WELLINGTON, New Zealand (Radio New Zealand International, Feb. 13, 2010) – The Cook Islands emergency relief team says the damage on the island of Aitutaki is much worse than first thought.

Cyclone Pat, with winds of up to 200 kilometres an hour, damaged about 80 percent of houses on the island.

It also wrecked parts of the island’s infrastructure, up-rooting trees and ruining crops.

Engineers, Red Cross and health teams are amongst the full emergency management team now on Aitutaki.

The director of emergency management, Charles Carlson, says the team is currently looking at which houses remain habitable, which ones can be rebuilt or repaired, and those that are completely wrecked.

He says quite a few houses are totally destroyed and people are living in community centres or churches.

"The situation has basically affected everybody. Maybe just a couple of houses that’s still standing and in good shape but the majority, there’s if the houses are not affected then there’s fallen trees all over the place. There’s concrete power poles and they’ve just been flattened by the winds so it just shows you how strong these winds are. Some of the houses are just basically folded in, just like bulldozers just run through it."
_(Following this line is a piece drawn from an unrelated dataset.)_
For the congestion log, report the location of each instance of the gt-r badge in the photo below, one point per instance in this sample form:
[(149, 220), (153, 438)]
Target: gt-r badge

Charles Carlson says food, water and electricity are amongst the other priorities for Aitutaki.

He says once the assessment is completed on the island, they will be asking for international assistance.

Cyclone Rene is now tending away from the northern Cooks with the two Samoas, Niue, Tonga and Fiji in its path.

Cyclone Rene is expected to hit American Samoa tomorrow and following advice from the Weather Bureau residents there have been stocking up.

They have been buying first aid kits, roofing iron, flashlights, tarpaulins, plywood, nails and water.

The Tool Shop’s Iusi Williams says they are struggling to cope with the demand for plywood.

"At the moment as we speak people are starting to come in to buy plywood to board up their homes and stuff, you know, life’s necessities right now like batteries, flashlights, and all that stuff to prepare themselves for the hurricane, but definitely people are starting to come in now, even our store down in Pago we had to deliver more plywood, because we are the only store over there."